KFN’s natural resource started millions of years ago as sediments of creatures in the primal oceans. Corals, snails or shells shed the calcium carbonate in their skeletons. Over the course of time, they were converted into the mineral lime sediment rockbeds, which ended up upside down here at the Elggis mountain.
Lime is one of mankind’s oldest raw materials. Archaeological findings in eastern Turkey prove that knowledge of how to mine and process lime was put into practice already 14,000 years ago. The Egyptian pyramids were built from worked limestone blocks and jointed with lime mortar. As was a large part of the Great Wall of China, standing on soil that was solidified using lime. As far as mining and refining of lime is concerned, it was the ancient Romans who first developed a professional industry. Even the job of the lime burner was known by the antique master builders. While part of this knowledge was forgotten in the Middle Ages, it was the alchemists who re-discovered the qualities of lime again. In the 19th century, the professional burning of lime began in Schwanden in the Swiss canton of Glarus. In 1900, the lime quarry of Elggis in Netstal was opened. The history of our “Chalchi”, or KFN, began.
KFN produces roughly 90,000 metric tons of quicklime each year. More than a quarter of it is used for environment protection, be it wastewater cleaning, flue gas treatment or the neutralizing of pollutants in industrial wastewaters. But just as our assortment of quicklime products is used for sustainable industrial processes, we at KFN strive to constantly improve our ecological footprint, from mining to questions of logistics. It is our goal to minimize our impact on the environment and to provide optimal working conditions for our staff. Whenever we see the need for action on KFN’s side, we proactively take the necessary steps, in open dialogue with all stakeholders.

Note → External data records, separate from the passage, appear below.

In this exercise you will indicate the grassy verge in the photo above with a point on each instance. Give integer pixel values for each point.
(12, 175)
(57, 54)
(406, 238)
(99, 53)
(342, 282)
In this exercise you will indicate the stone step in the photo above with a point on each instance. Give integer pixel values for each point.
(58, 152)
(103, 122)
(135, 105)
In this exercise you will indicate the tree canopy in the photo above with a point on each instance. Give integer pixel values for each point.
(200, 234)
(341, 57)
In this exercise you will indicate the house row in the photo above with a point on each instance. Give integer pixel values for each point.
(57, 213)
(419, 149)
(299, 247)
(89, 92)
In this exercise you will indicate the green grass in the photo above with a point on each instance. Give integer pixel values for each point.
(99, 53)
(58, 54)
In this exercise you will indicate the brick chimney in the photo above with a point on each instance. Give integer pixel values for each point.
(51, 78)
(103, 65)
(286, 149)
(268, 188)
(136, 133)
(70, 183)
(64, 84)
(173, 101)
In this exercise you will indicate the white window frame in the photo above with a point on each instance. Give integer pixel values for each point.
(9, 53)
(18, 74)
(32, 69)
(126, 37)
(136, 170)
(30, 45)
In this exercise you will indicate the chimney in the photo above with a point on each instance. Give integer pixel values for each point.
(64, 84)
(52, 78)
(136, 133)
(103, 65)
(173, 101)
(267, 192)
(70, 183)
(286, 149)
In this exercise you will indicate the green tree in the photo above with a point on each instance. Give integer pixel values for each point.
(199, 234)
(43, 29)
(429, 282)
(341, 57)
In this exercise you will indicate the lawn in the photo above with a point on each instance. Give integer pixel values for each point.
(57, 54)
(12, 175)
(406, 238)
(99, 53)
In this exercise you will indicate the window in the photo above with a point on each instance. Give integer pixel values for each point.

Since 1994, we extend our limestone quarry towards the anticline in an environmentally friendly way and in accordance with the decision of the local parliament. The mining project is divided in five stages with an average mining period of 15 years each. We mine from top to bottom. After each mining stage, the mined part is replaced by landscape-appropriate planting, thus ensuring it fits in well with the surrounding landscape. The old quarry is reused as landfill and for the renaturation of the new, southern quarry plot.
Roughly one in every five Swiss francs KFN spends on renovation or a new building project is invested in environment protection measures. These investments include, for example, a charging and dedusting facility for the furnaces, measures to prevent noise emissions, a new furnace concept using a high-performance direct current regenerative furnace and a new waste water treatment facility including sludge treatment. A responsible use of resources and savings on energy and the CO2-emissons also played a significant role in the construction of the new pre-crushing-, gravel conditioning- and filler grinding-plants, of the laboratory buildings, the storage facility, the new office building and the hydrating plant in combination with new central packaging and palleting plant.
Compared with 2013, KFN is saving roughly 4,700 metric tons of CO2 and 800 megawatt hours of energy each year (as of 2015, according to the EnAW). The switch in 2013 from oil to gas played a major part in that saving. The somewhat aged rotary piston fan at the lime burning oven could be replaced by an innovative solution using hybrid blowers. Each year, this energy-efficient measure means savings of 340 megawatt hours.